Optimizing Influence Campaigns: Nudging under Bounded Confidence
Yen-Shao Chen, Tauhid Zaman
TL;DR
The paper tackles persuading audiences in networks governed by bounded confidence, showing direct messaging is often ineffective and proposing a control-theoretic nudging framework that evolves content over time to gradually shift opinions. It introduces a two-phase process—greedy targeting to select agents’ targets and a dynamic content policy to generate nudging content—validated through simulations on real Twitter networks and synthetic topologies. The results show nudging outperforms DeGroot-style direct persuasion and that multiple agents can enhance impact, though gains depend on network activity and targeting strategy; the authors also bridge theory with practice by outlining LLM prompt designs to operationalize nudging content. This work highlights the practical feasibility and risks of nudging under bounded confidence, suggesting a path from mathematical policy design to real-world content generation, with implications for influence operations and policy design.
Abstract
Influence campaigns in online social networks are often run by organizations, political parties, and nation states to influence large audiences. These campaigns are employed through the use of agents in the network that share persuasive content. Yet, their impact might be minimal if the audiences remain unswayed, often due to the bounded confidence phenomenon, where only a narrow spectrum of viewpoints can influence them.
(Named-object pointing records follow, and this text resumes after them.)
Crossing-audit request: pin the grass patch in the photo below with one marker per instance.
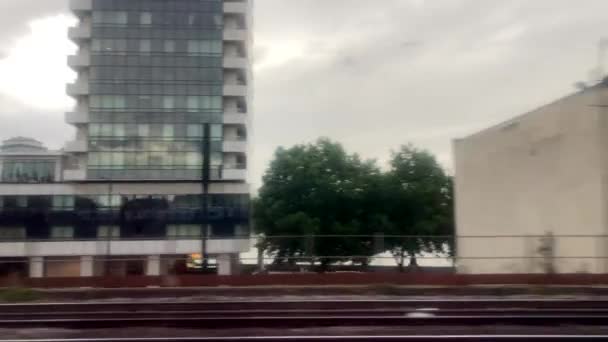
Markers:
(15, 295)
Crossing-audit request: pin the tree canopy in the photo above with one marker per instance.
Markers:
(320, 189)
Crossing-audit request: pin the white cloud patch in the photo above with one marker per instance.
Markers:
(34, 71)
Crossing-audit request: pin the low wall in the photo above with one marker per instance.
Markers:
(310, 279)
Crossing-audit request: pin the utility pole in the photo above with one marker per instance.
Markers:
(205, 177)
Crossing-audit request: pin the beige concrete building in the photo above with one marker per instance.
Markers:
(539, 174)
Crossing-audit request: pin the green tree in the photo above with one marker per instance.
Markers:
(419, 204)
(318, 189)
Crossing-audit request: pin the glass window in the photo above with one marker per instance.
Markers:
(95, 101)
(168, 102)
(97, 17)
(105, 159)
(62, 232)
(216, 130)
(108, 231)
(94, 129)
(194, 130)
(96, 45)
(168, 131)
(106, 130)
(145, 46)
(120, 18)
(193, 47)
(12, 233)
(216, 102)
(169, 46)
(143, 130)
(118, 160)
(193, 159)
(119, 130)
(145, 18)
(141, 158)
(216, 158)
(193, 103)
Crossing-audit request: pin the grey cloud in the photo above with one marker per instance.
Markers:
(394, 71)
(15, 14)
(377, 74)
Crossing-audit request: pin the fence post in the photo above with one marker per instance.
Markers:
(310, 250)
(261, 266)
(378, 243)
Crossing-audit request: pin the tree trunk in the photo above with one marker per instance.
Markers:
(413, 266)
(401, 261)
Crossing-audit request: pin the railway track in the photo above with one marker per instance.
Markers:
(362, 338)
(309, 314)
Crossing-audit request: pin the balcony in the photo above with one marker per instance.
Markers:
(239, 146)
(74, 175)
(78, 88)
(234, 34)
(76, 118)
(79, 61)
(123, 247)
(235, 118)
(234, 174)
(235, 90)
(236, 63)
(236, 7)
(78, 6)
(79, 32)
(76, 146)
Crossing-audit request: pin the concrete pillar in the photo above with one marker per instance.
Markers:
(86, 266)
(36, 267)
(224, 264)
(153, 265)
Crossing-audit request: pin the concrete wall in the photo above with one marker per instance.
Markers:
(541, 172)
(62, 267)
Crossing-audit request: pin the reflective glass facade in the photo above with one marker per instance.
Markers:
(28, 171)
(68, 217)
(156, 84)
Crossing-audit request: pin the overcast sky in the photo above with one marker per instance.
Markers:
(372, 74)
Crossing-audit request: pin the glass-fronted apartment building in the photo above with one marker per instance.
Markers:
(158, 168)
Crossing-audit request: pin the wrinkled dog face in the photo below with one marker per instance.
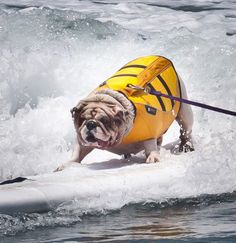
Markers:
(100, 124)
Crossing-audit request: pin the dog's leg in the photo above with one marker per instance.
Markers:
(185, 121)
(78, 155)
(152, 150)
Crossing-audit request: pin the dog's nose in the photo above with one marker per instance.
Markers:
(91, 125)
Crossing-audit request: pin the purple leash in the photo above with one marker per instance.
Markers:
(209, 107)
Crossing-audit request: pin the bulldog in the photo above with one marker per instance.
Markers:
(122, 117)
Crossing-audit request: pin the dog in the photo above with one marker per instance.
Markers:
(122, 117)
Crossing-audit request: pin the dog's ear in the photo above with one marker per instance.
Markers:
(75, 111)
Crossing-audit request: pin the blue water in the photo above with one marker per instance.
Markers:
(52, 53)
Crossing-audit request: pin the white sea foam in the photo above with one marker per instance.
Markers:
(51, 58)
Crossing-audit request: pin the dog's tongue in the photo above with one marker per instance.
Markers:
(102, 143)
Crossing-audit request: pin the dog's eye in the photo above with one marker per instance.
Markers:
(105, 121)
(118, 122)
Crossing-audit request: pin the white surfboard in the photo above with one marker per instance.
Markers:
(110, 184)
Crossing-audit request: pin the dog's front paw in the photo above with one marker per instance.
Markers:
(64, 165)
(183, 147)
(153, 157)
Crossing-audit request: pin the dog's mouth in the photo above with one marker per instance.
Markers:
(101, 143)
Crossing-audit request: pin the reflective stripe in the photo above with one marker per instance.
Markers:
(133, 66)
(124, 75)
(158, 98)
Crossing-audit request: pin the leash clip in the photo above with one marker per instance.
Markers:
(139, 88)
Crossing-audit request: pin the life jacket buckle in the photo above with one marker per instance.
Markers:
(139, 88)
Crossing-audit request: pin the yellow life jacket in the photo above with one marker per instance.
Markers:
(154, 114)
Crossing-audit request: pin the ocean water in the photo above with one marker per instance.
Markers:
(52, 53)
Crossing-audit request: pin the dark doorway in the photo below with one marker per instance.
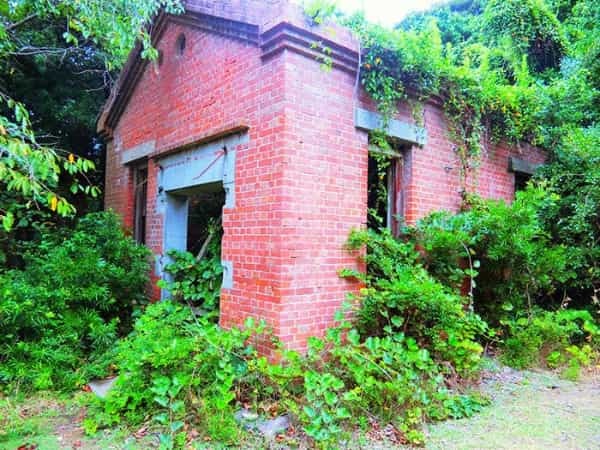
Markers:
(204, 217)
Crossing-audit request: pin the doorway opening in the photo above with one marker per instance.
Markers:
(194, 270)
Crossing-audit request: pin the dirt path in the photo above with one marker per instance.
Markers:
(530, 410)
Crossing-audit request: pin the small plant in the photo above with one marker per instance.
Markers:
(558, 338)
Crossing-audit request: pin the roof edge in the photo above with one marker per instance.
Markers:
(285, 34)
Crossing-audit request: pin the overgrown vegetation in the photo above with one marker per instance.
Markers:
(77, 294)
(520, 279)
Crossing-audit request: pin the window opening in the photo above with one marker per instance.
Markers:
(140, 180)
(384, 188)
(180, 45)
(521, 180)
(204, 218)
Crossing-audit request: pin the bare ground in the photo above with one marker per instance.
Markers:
(529, 410)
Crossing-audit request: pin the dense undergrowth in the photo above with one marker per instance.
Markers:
(63, 312)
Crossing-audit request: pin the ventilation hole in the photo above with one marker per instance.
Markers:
(180, 46)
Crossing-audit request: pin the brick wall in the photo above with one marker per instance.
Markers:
(301, 180)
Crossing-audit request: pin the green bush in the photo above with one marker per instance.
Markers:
(196, 281)
(504, 247)
(401, 297)
(551, 338)
(176, 368)
(180, 370)
(63, 312)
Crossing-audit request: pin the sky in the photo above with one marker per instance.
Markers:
(386, 12)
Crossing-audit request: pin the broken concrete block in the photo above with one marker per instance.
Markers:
(102, 387)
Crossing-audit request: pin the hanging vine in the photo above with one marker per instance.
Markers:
(486, 95)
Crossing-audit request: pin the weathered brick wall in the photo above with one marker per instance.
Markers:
(431, 175)
(325, 187)
(221, 82)
(301, 180)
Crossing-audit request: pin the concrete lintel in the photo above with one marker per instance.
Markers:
(140, 151)
(407, 132)
(522, 166)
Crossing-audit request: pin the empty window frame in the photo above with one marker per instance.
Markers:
(140, 182)
(385, 188)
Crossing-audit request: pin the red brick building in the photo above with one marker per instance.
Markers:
(238, 101)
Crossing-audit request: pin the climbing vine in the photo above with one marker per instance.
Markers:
(488, 93)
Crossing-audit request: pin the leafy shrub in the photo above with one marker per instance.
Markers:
(573, 220)
(400, 296)
(180, 371)
(508, 248)
(176, 368)
(196, 281)
(553, 338)
(63, 312)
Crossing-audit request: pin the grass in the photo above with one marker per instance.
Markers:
(529, 410)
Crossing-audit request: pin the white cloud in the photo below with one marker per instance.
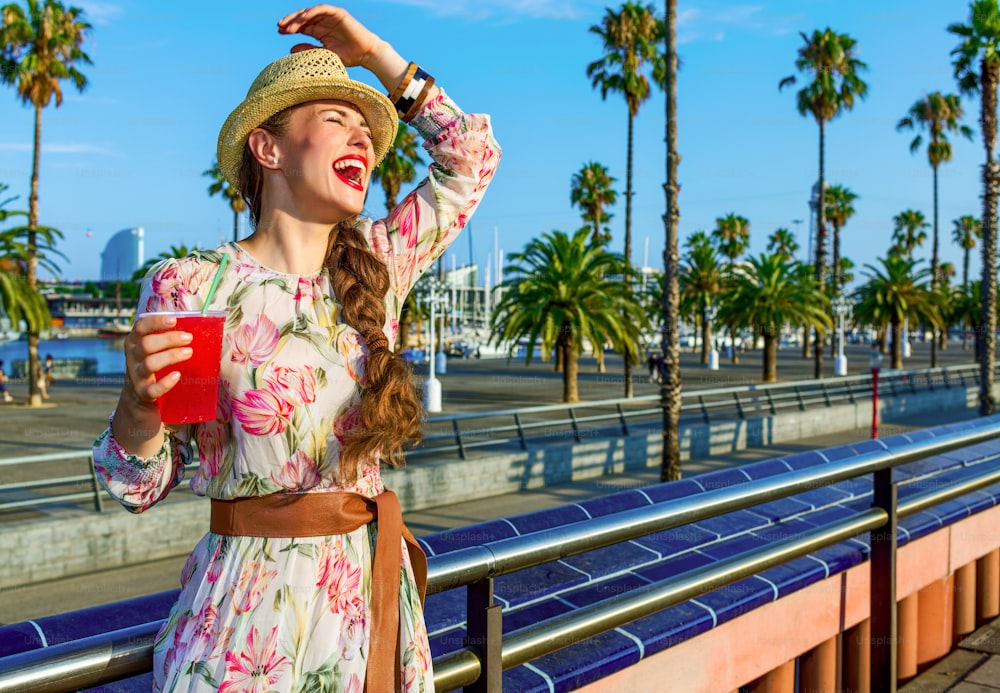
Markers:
(97, 12)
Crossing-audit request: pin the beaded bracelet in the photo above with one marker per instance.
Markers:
(411, 92)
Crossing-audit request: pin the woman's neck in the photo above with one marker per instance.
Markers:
(288, 245)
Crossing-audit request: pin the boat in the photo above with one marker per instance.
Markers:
(113, 330)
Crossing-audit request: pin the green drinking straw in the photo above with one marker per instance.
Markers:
(215, 283)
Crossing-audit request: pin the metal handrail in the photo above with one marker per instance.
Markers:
(767, 397)
(127, 652)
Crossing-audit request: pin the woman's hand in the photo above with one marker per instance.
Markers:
(151, 347)
(337, 30)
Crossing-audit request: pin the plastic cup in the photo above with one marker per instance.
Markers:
(195, 396)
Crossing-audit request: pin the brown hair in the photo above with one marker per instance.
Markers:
(390, 410)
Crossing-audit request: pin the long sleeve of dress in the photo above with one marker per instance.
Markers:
(426, 222)
(135, 482)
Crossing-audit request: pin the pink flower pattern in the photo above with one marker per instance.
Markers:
(288, 401)
(253, 343)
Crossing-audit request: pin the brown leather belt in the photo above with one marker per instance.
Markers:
(318, 514)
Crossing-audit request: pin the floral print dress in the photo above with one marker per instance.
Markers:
(265, 614)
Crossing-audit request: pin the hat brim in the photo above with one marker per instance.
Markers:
(378, 111)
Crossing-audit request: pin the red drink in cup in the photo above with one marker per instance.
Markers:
(196, 394)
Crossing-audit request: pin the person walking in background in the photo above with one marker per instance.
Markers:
(3, 385)
(290, 588)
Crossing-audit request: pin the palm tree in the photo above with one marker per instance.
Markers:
(967, 230)
(670, 390)
(700, 280)
(767, 294)
(839, 210)
(591, 191)
(220, 186)
(783, 242)
(830, 61)
(398, 168)
(629, 38)
(558, 291)
(897, 291)
(39, 48)
(732, 235)
(977, 69)
(938, 114)
(909, 232)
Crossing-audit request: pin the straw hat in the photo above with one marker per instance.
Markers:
(297, 78)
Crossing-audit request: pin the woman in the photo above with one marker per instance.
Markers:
(311, 397)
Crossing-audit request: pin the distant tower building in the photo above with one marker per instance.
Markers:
(122, 256)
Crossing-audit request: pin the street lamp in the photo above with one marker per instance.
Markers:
(841, 306)
(875, 361)
(432, 386)
(711, 310)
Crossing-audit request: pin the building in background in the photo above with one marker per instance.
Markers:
(122, 255)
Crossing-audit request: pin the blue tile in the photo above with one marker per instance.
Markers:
(671, 490)
(523, 680)
(605, 589)
(471, 535)
(735, 599)
(520, 617)
(447, 641)
(19, 637)
(823, 496)
(725, 478)
(840, 557)
(795, 575)
(571, 668)
(670, 627)
(546, 519)
(610, 560)
(672, 567)
(532, 583)
(781, 508)
(862, 446)
(732, 523)
(445, 609)
(766, 468)
(143, 682)
(812, 458)
(616, 502)
(673, 541)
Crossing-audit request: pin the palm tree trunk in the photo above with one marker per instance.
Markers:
(897, 343)
(934, 273)
(670, 390)
(571, 392)
(988, 316)
(629, 388)
(34, 395)
(835, 273)
(820, 252)
(770, 357)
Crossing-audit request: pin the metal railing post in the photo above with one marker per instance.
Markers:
(458, 439)
(484, 632)
(882, 595)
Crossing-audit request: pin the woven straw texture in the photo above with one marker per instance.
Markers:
(299, 78)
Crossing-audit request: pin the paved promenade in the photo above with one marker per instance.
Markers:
(76, 412)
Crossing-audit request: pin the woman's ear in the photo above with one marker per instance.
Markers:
(264, 146)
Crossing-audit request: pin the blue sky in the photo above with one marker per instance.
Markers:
(130, 150)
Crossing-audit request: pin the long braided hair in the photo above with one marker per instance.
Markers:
(390, 411)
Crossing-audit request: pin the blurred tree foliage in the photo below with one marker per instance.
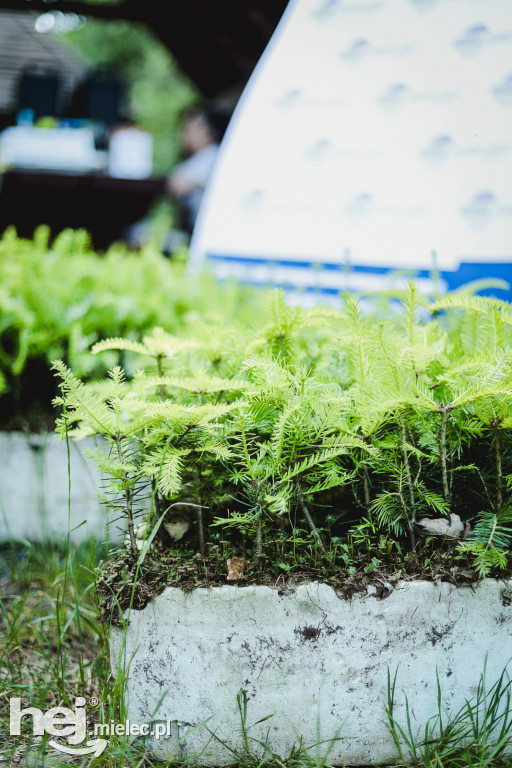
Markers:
(158, 92)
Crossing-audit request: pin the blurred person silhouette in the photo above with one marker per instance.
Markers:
(203, 130)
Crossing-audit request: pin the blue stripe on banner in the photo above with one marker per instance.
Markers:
(467, 272)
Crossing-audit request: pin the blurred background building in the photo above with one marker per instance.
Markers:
(92, 97)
Here we show that to persuade under bounded confidence, an agent must nudge its targets to gradually shift their opinions. Using a control theory approach, we show how to construct an agent's nudging policy under the bounded confidence opinion dynamics model and also how to select targets for multiple agents in an influence campaign on a social network. Simulations on real Twitter networks show that a multi-agent nudging policy can shift the mean opinion, decrease opinion polarization, or even increase it. We find that our nudging based policies outperform other common techniques that do not consider the bounded confidence effect. Finally, we show how to craft prompts for large language models, such as ChatGPT, to generate text-based content for real nudging policies. This illustrates the practical feasibility of our approach, allowing one to go from mathematical nudging policies to real social media content.